Give the oil a few minutes to soften the hair while you prepare your tools. Check and clear anything that’s stuck between the lice comb’s teeth to prevent false positives. Next, gather several paper towels which you will use to view anything removed by the comb.

Starting your lice check

To get started, grab your lice comb and focus on combing out the easiest-to-reach areas where lice tend to group: I suggest the temple first, then behind the ears, followed by the nape of the neck. To reach behind the ears more easily, lean your head to the side, making sure to always detangle again after changing the hair’s position. To get to the nape, try sitting with your hair flipped and hanging in front of you. Glide the comb along the scalp a couple of inches at a time, then pull all the way through to the ends. Keep the comb snug against your head, holding it at about a 45-degree angle from the scalp. You are trying to scoop lice off of the scalp and trap any nits (lice eggs) that may be within ¼” of the scalp within the teeth of the comb. Holding your paper towels like a baseball mitt, wipe your comb clean to see what you’ve removed. Detangle your hair again at the first sign of resistance from snarls. Comb in as many directions as you can, going over these high-traffic areas of the head multiple times until you’re sure nothing suspicious has come out.

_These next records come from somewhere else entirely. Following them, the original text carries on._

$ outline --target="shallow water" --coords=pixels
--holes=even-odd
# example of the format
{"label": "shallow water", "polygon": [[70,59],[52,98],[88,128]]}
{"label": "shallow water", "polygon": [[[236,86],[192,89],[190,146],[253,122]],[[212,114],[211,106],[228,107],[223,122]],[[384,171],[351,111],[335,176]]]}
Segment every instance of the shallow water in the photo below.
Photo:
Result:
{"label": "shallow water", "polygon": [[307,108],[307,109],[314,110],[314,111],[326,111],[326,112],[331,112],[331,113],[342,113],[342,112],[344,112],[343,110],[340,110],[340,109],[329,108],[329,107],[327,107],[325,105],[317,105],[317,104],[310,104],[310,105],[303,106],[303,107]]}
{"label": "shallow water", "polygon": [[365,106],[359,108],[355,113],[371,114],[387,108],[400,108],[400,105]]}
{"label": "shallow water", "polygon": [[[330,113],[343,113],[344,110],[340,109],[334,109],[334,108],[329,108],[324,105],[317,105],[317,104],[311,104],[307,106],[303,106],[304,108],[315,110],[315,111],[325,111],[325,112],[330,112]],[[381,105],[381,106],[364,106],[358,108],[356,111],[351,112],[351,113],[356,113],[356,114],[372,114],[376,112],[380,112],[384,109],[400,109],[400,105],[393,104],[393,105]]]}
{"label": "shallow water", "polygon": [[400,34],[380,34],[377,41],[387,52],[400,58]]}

Next, you’re going to check all the areas in between those hotspots. Lean over and brush all the hair to one side so that it’s hanging straight down. Starting at the ear pointing upward, comb straight across the dome to the other side and pull the comb through to the ends. Try not to slow down; momentum will help you get to the other side. This step requires patience, consistent momentum, and vigilant detangling. Continue this combing technique until you’ve run the comb over your whole scalp, checking the comb with the paper towel after every swipe. Once you’ve gone over the entire head while leaning to one side, flip to the other side and repeat until you’ve gone over the whole head again in the other direction.

If you’ve taken the time to follow these steps and found nothing on the paper towel that resembles head lice or nits, congratulations! You can be confident that you’re lice-free!